Optimal bonding for industrial constructions

Although shear loads are by far more desirable than peel or cleavage loads, in all these three types of loading, the resulting stresses are distributed unevenly across the bondline. Adhesive bonds subjected to shear loading exhibit stress peaks at both ends of the bondline, while the stresses in the middle region are less intense. This load mode is probably the most frequent, especially in overlapped joints, which are the most common adhesively joined configurations. However, peel loads result in high stress concentration at just one end of the joint. If the adhesive starts to come away from the substrate at the edge of the bondline, small cracks will then propagate throughout the entire joint. An effective adhesive bond is therefore characterized by uniform stress distribution, which is achieved by selecting the adhesive that will deliver the best performance for that particular construction.

Adhesive technologies – an overview

In industrial manufacturing, adhesives are playing an increasingly important role in the production of many different kinds of products.

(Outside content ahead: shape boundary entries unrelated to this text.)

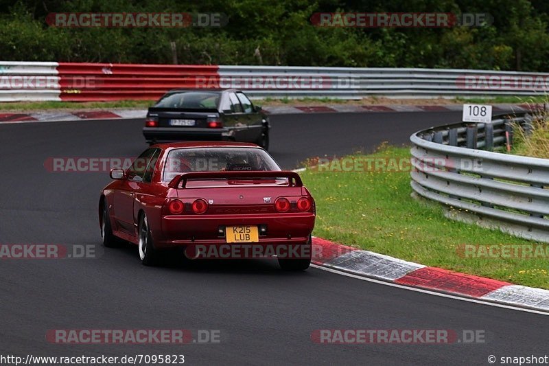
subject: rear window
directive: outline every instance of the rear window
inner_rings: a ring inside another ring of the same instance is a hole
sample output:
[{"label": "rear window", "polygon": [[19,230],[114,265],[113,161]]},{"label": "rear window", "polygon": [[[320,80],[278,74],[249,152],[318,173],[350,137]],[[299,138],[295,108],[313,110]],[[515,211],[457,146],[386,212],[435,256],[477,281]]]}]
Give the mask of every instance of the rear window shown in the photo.
[{"label": "rear window", "polygon": [[279,171],[265,150],[254,148],[194,148],[172,150],[164,165],[163,179],[189,172]]},{"label": "rear window", "polygon": [[219,93],[205,91],[174,93],[163,97],[154,106],[187,109],[217,109],[220,95]]}]

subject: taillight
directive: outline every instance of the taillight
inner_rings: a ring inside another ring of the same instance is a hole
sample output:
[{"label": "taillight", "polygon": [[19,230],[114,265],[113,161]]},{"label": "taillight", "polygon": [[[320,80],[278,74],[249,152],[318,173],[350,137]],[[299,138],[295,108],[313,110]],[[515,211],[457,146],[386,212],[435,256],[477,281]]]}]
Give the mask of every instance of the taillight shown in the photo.
[{"label": "taillight", "polygon": [[147,120],[145,121],[145,127],[158,127],[159,119],[154,117],[148,117]]},{"label": "taillight", "polygon": [[221,128],[222,127],[223,127],[223,123],[217,118],[208,118],[208,128]]},{"label": "taillight", "polygon": [[290,210],[290,201],[281,197],[274,201],[274,208],[279,212],[287,212]]},{"label": "taillight", "polygon": [[193,212],[195,214],[204,214],[208,209],[208,203],[202,198],[194,200],[192,205]]},{"label": "taillight", "polygon": [[312,203],[308,197],[301,197],[297,200],[297,209],[299,211],[309,211],[311,209]]},{"label": "taillight", "polygon": [[170,202],[167,205],[167,209],[172,215],[179,215],[185,209],[183,203],[179,200],[174,200]]}]

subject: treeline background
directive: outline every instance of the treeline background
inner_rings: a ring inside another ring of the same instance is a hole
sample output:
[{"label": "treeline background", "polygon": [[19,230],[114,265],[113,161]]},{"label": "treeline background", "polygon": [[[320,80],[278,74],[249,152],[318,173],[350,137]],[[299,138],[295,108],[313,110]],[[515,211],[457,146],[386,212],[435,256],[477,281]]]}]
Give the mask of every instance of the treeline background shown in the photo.
[{"label": "treeline background", "polygon": [[[489,13],[491,25],[323,28],[316,12]],[[221,28],[54,28],[50,12],[222,12]],[[546,0],[0,0],[0,60],[549,69]]]}]

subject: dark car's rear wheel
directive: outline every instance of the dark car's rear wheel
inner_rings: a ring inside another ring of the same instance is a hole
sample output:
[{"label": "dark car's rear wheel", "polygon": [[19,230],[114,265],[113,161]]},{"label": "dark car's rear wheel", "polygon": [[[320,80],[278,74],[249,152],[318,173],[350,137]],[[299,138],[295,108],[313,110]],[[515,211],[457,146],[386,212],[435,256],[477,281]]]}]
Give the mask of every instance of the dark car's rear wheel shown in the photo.
[{"label": "dark car's rear wheel", "polygon": [[106,203],[103,205],[103,216],[101,221],[101,238],[103,239],[103,245],[107,248],[117,247],[121,240],[113,233]]},{"label": "dark car's rear wheel", "polygon": [[141,263],[145,266],[154,266],[156,264],[158,253],[152,243],[147,216],[143,214],[139,220],[138,227],[139,240],[137,246],[139,249],[139,258]]},{"label": "dark car's rear wheel", "polygon": [[303,258],[279,258],[279,265],[284,271],[305,271],[311,265],[311,252],[312,250],[312,238],[309,237],[309,242],[303,246],[301,254]]}]

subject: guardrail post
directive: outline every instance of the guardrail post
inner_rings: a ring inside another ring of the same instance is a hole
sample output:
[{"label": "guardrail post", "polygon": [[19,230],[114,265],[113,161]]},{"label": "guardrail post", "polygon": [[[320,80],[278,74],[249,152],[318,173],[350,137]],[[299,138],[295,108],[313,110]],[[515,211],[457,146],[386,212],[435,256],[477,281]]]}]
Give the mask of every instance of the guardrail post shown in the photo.
[{"label": "guardrail post", "polygon": [[448,130],[448,145],[451,146],[458,146],[458,129],[450,128]]},{"label": "guardrail post", "polygon": [[511,151],[513,147],[513,124],[508,118],[505,119],[505,139],[507,151]]},{"label": "guardrail post", "polygon": [[524,122],[522,124],[522,128],[524,128],[524,133],[526,136],[532,135],[532,131],[534,130],[534,119],[528,114],[524,115]]},{"label": "guardrail post", "polygon": [[470,124],[467,128],[467,147],[468,149],[476,149],[477,143],[478,126]]},{"label": "guardrail post", "polygon": [[[544,185],[541,185],[541,184],[530,183],[530,187],[535,187],[536,188],[541,188],[542,190],[544,189]],[[541,214],[530,214],[530,216],[532,216],[532,217],[539,217],[539,218],[544,218],[544,215],[542,215]]]},{"label": "guardrail post", "polygon": [[493,151],[493,125],[491,122],[484,124],[484,149]]}]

They offer a number of advantages that conventional joining techniques cannot match. Compared with traditional assembly methods, adhesive bonds are superior in the presence of dynamic stress, thanks above all to their flexible nature. Rivets or bolts can only transmit forces over a very localized area (point loads), whereas in an adhesive bond, the stress distribution or force transmission is spread over the entire area of the bond. In addition, the parts to be bonded are not weakened by the drilling of holes.

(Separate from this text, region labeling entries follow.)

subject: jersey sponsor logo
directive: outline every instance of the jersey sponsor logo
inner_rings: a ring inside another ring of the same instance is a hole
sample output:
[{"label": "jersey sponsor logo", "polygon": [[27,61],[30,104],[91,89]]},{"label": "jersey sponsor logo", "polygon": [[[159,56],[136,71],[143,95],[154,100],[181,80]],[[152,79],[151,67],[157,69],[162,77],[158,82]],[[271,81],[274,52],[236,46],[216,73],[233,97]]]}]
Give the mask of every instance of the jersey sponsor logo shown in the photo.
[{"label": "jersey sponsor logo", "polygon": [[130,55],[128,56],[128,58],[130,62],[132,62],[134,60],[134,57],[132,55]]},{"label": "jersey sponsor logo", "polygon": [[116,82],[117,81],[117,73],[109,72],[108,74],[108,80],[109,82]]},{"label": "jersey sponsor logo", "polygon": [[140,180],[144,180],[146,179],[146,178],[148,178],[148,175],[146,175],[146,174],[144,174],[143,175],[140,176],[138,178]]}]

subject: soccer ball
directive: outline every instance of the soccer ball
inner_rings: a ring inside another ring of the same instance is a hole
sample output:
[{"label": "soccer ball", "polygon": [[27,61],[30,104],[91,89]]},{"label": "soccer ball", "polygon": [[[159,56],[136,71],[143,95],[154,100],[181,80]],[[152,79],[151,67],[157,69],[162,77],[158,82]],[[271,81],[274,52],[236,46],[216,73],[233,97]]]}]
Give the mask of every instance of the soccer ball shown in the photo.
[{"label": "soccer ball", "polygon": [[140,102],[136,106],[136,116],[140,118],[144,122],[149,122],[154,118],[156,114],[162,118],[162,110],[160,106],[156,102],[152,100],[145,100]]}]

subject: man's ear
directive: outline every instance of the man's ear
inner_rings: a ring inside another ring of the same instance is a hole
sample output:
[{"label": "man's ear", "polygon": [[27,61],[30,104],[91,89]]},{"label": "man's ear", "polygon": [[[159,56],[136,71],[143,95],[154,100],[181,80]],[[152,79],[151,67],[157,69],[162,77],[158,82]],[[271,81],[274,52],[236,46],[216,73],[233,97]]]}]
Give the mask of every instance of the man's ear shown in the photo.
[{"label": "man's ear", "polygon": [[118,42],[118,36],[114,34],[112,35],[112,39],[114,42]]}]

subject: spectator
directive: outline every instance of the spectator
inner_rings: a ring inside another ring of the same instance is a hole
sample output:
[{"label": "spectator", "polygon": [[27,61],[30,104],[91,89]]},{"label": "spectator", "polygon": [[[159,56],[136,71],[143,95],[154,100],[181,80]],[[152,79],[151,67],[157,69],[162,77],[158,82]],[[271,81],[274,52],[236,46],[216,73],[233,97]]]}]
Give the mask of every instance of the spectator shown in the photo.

The low heat build-up is another key criterion when joining parts that already have their final surface finish, for example chrome-plated steel. As non-conducting materials, cured adhesives also have an insulating effect, thus preventing contact corrosion. The substrates involved and the demands made on the final construction are deciding factors when selecting the adhesive to be used. Depending on the field of application, various adhesive technologies with specific product properties are available for structural bonding.

The most widespread class of adhesives used for structural bonding are the epoxies. They are found in automotive and aircraft manufacturing as well as in the building and construction industry. Their big advantage is that they can bond both metals and plastics. Moreover, they are extremely durable, show a low tendency to creep, and only minimal shrinkage on curing. Depending on the type, they can withstand continuous exposure to temperatures ranging up to 100 – 200 degrees Celsius. A further advantage is their very good chemical resistance, although they are generally rigid.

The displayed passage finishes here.